Adding Support for New Frameworks

To add support for a new framework:

1. Create the Adapter Class

class MyFrameworkVectorStore:
    def __init__(self, **kwargs):
        self._core_store = CoreAnnotationVectorStore(**kwargs)

    def search(self, framework_query):
        # Convert framework query to VectorSearchQuery
        core_query = self._convert_query(framework_query)

        # Use core store
        results = self._core_store.search(core_query)

        # Convert results back to framework format
        return self._convert_results(results)

2. Register with Factory

# In vector_store_factory.py
class UnifiedVectorStoreFactory:
    @classmethod
    def create(cls, framework: str, **kwargs):
        if framework == "my_framework":
            return MyFrameworkVectorStore(**kwargs)
        # ... other frameworks

3. Test the Adapter

def test_my_framework_adapter():
    store = MyFrameworkVectorStore(corpus_id=1)
    results = store.search("test query")
    assert len(results) > 0

Configuration

Framework Selection

Set the default framework in settings:

# settings.py
LLMS_DEFAULT_AGENT_FRAMEWORK = "pydantic_ai"

Embedder Configuration

Configure embedders per corpus:

# Corpus model
corpus.preferred_embedder = "sentence-transformers/all-MiniLM-L6-v2"
corpus.embed_dim = 384

Search Parameters

Customize search behavior:

# In your code
vector_store = CoreAnnotationVectorStore(
    similarity_threshold=0.7,  # Minimum similarity score
    max_results=100,           # Maximum results to return
    include_metadata=True      # Include annotation metadata
)

Performance Considerations

Indexing

Ensure proper PostgreSQL indexes:

-- pgvector index for similarity search
CREATE INDEX ON annotations USING ivfflat (embedding vector_cosine_ops);

-- B-tree indexes for filtering
CREATE INDEX ON annotations (corpus_id, document_id);
CREATE INDEX ON annotations (annotation_label_id);

Batch Operations

For bulk searches, use batch processing:

# Process multiple queries efficiently
queries = [VectorSearchQuery(text) for text in texts]
results = await asyncio.gather(*[
    core_store.search_async(q) for q in queries
])

Caching

Embeddings are cached automatically:

  • Document embeddings stored in database
  • Query embeddings cached in memory (15-minute TTL)
  • Corpus-level embedding configuration cached

Conclusion

This layered architecture provides a robust foundation for vector search capabilities while maintaining compatibility with multiple agent frameworks.
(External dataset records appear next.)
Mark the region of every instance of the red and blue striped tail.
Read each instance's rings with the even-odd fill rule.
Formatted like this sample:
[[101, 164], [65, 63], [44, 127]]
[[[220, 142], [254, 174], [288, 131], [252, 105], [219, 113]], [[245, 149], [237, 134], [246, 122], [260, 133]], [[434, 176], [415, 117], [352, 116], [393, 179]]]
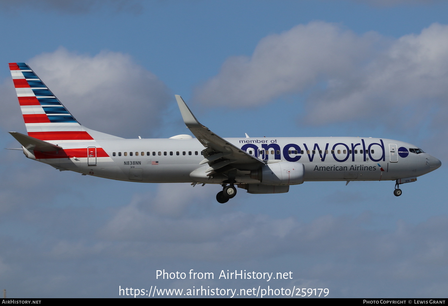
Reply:
[[93, 139], [28, 65], [10, 63], [9, 69], [29, 136], [53, 141]]

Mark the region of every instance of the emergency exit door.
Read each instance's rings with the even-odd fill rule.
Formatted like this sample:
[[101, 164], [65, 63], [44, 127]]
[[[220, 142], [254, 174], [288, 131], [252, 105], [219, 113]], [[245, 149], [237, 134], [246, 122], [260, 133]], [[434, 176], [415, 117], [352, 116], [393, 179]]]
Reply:
[[87, 166], [96, 166], [96, 147], [87, 148]]

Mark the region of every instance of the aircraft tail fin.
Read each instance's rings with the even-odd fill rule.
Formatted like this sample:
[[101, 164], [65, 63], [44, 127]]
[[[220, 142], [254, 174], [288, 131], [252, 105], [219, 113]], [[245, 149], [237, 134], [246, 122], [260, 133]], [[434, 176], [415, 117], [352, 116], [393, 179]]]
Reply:
[[25, 63], [10, 63], [9, 69], [29, 136], [52, 141], [121, 138], [81, 125]]

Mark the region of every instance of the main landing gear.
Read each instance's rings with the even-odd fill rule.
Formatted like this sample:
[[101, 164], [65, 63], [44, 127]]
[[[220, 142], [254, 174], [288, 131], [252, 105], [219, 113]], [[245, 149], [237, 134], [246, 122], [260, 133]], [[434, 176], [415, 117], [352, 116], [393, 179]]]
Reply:
[[399, 186], [398, 180], [396, 180], [395, 181], [395, 190], [393, 191], [393, 194], [395, 196], [400, 196], [401, 195], [401, 190], [398, 188]]
[[222, 187], [223, 191], [220, 191], [216, 195], [216, 200], [223, 204], [237, 195], [237, 188], [233, 184], [228, 186], [225, 184], [223, 184]]

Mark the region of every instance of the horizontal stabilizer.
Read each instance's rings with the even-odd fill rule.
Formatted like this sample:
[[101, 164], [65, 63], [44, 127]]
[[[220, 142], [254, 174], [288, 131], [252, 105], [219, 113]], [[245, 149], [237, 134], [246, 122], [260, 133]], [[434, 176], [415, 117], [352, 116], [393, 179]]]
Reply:
[[28, 136], [17, 132], [9, 132], [20, 144], [27, 150], [34, 150], [41, 152], [51, 152], [60, 150], [62, 148], [37, 138]]

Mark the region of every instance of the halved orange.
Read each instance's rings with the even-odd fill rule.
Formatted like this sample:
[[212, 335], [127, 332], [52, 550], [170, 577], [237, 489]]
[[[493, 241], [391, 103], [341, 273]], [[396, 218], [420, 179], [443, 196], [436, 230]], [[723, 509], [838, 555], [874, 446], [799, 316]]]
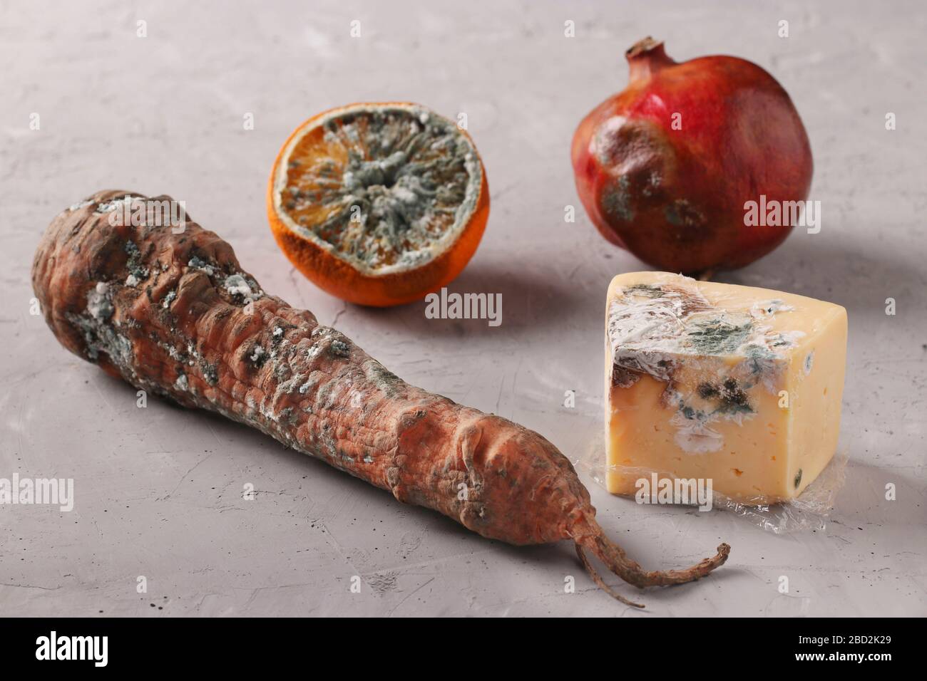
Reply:
[[271, 230], [319, 287], [361, 305], [419, 300], [476, 251], [489, 215], [486, 170], [453, 121], [409, 102], [314, 116], [277, 154]]

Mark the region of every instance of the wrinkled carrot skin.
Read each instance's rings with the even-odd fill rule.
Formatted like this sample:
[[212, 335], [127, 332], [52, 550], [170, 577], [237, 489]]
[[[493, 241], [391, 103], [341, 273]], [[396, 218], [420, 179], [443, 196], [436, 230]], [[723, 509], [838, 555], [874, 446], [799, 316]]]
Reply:
[[[99, 192], [65, 210], [36, 251], [32, 285], [69, 350], [484, 536], [524, 545], [593, 532], [588, 491], [541, 435], [400, 380], [311, 312], [259, 293], [232, 247], [196, 222], [183, 233], [111, 225], [97, 207], [126, 195], [144, 198]], [[252, 304], [224, 285], [235, 274]]]
[[[32, 287], [61, 344], [110, 375], [247, 423], [400, 501], [515, 545], [572, 539], [629, 584], [671, 586], [724, 564], [648, 572], [595, 522], [589, 492], [553, 445], [517, 423], [413, 387], [304, 309], [266, 295], [232, 247], [186, 220], [113, 225], [105, 191], [58, 215]], [[154, 201], [170, 201], [157, 196]], [[231, 278], [231, 279], [230, 279]]]

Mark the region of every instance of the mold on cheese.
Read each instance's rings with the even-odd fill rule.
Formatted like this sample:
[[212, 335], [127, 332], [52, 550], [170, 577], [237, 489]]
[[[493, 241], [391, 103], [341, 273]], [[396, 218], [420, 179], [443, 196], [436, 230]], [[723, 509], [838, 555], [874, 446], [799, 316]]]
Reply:
[[[717, 478], [716, 491], [767, 503], [799, 494], [832, 456], [846, 345], [840, 306], [631, 272], [609, 287], [605, 326], [611, 491], [632, 494], [622, 471], [642, 469]], [[826, 366], [812, 372], [818, 357]]]

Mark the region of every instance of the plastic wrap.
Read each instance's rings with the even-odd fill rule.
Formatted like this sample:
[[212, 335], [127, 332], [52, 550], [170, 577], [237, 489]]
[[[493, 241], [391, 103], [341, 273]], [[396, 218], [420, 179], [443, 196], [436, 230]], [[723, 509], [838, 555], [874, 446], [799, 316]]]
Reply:
[[[744, 521], [752, 523], [768, 532], [777, 535], [822, 530], [832, 510], [837, 493], [844, 486], [847, 448], [842, 443], [830, 463], [820, 474], [796, 498], [777, 504], [748, 504], [728, 498], [717, 490], [711, 493], [711, 508], [706, 512], [727, 511], [734, 513]], [[603, 434], [591, 437], [586, 451], [579, 457], [578, 468], [591, 475], [592, 479], [607, 489], [605, 473], [609, 467], [605, 463], [605, 445]], [[615, 468], [622, 475], [637, 479], [651, 477], [655, 473], [658, 479], [673, 479], [670, 472], [654, 471], [639, 467]], [[695, 504], [691, 504], [695, 505]]]

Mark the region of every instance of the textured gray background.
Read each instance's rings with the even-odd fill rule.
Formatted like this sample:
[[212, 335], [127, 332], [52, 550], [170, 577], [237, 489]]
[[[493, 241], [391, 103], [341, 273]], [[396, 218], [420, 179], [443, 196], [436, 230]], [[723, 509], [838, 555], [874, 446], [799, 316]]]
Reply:
[[[0, 477], [73, 477], [77, 490], [70, 513], [0, 507], [0, 614], [927, 613], [922, 3], [440, 5], [0, 6]], [[777, 37], [780, 19], [791, 37]], [[757, 62], [807, 127], [821, 233], [796, 231], [720, 279], [849, 311], [850, 459], [826, 531], [775, 536], [728, 512], [638, 507], [587, 476], [601, 522], [646, 566], [691, 563], [720, 539], [733, 547], [704, 582], [625, 588], [648, 606], [631, 612], [594, 587], [566, 544], [488, 541], [243, 426], [157, 399], [136, 409], [133, 389], [29, 314], [32, 253], [60, 209], [105, 187], [171, 194], [265, 290], [337, 322], [410, 382], [539, 430], [576, 459], [600, 428], [605, 287], [644, 267], [583, 215], [569, 141], [624, 87], [623, 52], [648, 34], [677, 59]], [[390, 99], [468, 114], [492, 209], [451, 290], [502, 293], [501, 327], [425, 320], [424, 304], [345, 305], [294, 272], [271, 237], [265, 182], [291, 129], [333, 106]], [[888, 296], [896, 316], [884, 313]], [[567, 389], [576, 409], [562, 406]], [[248, 482], [253, 501], [241, 498]], [[360, 594], [349, 591], [355, 574]]]

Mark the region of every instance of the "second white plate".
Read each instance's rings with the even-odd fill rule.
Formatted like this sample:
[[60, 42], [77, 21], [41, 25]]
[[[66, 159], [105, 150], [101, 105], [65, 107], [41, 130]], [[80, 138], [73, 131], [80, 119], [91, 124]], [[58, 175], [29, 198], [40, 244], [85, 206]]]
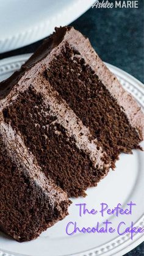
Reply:
[[29, 45], [71, 23], [94, 0], [0, 1], [0, 53]]
[[[29, 57], [29, 54], [5, 59], [0, 61], [0, 80], [9, 76]], [[135, 98], [144, 108], [143, 85], [123, 70], [106, 64], [116, 75], [122, 86]], [[144, 144], [142, 145], [144, 147]], [[96, 188], [88, 189], [85, 198], [73, 199], [69, 209], [70, 215], [54, 226], [43, 232], [36, 240], [18, 243], [3, 233], [0, 233], [0, 255], [31, 256], [96, 256], [123, 255], [143, 241], [143, 233], [134, 235], [129, 233], [118, 235], [113, 233], [77, 233], [69, 236], [66, 227], [69, 222], [76, 222], [79, 227], [94, 227], [98, 221], [101, 225], [107, 219], [117, 229], [121, 221], [129, 227], [132, 221], [135, 226], [144, 227], [144, 155], [140, 150], [134, 150], [133, 155], [121, 154], [117, 163], [115, 171], [110, 171]], [[112, 208], [120, 203], [125, 208], [132, 201], [136, 203], [132, 214], [121, 215], [118, 218], [106, 214], [79, 216], [76, 204], [86, 203], [89, 210], [99, 210], [101, 203], [106, 203]]]

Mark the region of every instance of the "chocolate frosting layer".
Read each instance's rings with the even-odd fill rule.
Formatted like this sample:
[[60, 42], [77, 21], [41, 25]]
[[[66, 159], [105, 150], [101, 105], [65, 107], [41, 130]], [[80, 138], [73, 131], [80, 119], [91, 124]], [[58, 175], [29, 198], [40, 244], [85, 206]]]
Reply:
[[16, 71], [10, 78], [0, 83], [0, 100], [6, 97], [13, 87], [24, 75], [25, 73], [34, 67], [39, 61], [47, 56], [55, 47], [57, 47], [63, 40], [67, 31], [70, 27], [56, 27], [56, 32], [43, 40], [42, 45], [35, 53], [23, 64], [21, 68]]

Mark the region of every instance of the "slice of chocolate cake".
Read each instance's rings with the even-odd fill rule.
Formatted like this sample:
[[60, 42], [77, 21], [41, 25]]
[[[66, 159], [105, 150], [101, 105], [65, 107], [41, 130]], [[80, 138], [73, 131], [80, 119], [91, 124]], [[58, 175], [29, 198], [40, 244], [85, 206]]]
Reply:
[[18, 241], [65, 217], [67, 195], [84, 196], [144, 136], [140, 107], [73, 27], [56, 29], [0, 98], [0, 224]]

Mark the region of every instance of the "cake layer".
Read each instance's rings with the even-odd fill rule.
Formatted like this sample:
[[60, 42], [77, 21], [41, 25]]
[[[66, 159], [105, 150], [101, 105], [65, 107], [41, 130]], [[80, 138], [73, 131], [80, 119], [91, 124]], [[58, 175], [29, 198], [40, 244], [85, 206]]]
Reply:
[[39, 79], [45, 93], [37, 81], [20, 93], [4, 109], [4, 120], [20, 133], [46, 177], [69, 196], [85, 196], [85, 190], [106, 174], [109, 162], [88, 129], [44, 82]]
[[70, 201], [3, 122], [0, 148], [0, 229], [18, 241], [31, 240], [68, 214]]
[[84, 196], [143, 139], [140, 107], [73, 27], [1, 82], [0, 99], [0, 225], [18, 241], [64, 218], [67, 195]]

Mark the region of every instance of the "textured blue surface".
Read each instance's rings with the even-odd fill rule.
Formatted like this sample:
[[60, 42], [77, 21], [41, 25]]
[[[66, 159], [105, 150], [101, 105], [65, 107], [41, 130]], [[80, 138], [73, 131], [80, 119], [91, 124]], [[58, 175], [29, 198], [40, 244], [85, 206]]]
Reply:
[[[104, 61], [143, 82], [143, 0], [139, 0], [138, 9], [91, 9], [72, 25], [90, 38]], [[0, 59], [33, 52], [41, 42], [0, 54]], [[143, 256], [144, 244], [126, 255]]]

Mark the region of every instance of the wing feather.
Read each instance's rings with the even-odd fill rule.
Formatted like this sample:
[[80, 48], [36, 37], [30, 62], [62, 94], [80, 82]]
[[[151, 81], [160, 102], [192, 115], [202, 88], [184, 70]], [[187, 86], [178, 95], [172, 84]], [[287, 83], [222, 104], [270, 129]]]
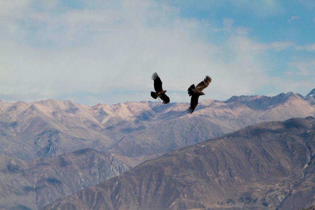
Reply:
[[198, 100], [199, 98], [199, 96], [196, 94], [194, 94], [192, 96], [192, 98], [190, 99], [190, 106], [186, 110], [188, 113], [191, 114], [195, 110], [195, 108], [198, 105]]
[[157, 72], [155, 72], [152, 75], [152, 79], [154, 81], [154, 90], [157, 93], [162, 91], [162, 81], [160, 77], [158, 75]]
[[198, 89], [200, 91], [202, 91], [203, 89], [208, 87], [208, 85], [211, 82], [211, 77], [209, 76], [206, 76], [203, 81], [197, 85], [196, 89]]
[[163, 104], [166, 104], [169, 103], [169, 98], [165, 93], [161, 94], [160, 96], [160, 98], [163, 100]]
By separating core business logic from framework-specific adapters, we achieve:

  • Consistency: Same search behavior across all frameworks
  • Maintainability: Single codebase for core functionality
  • Flexibility: Easy addition of new framework support
  • Performance: Direct integration with Django ORM and pgvector

This design pattern is applied throughout OpenContracts to create a comprehensive, framework-agnostic foundation for AI-powered document analysis.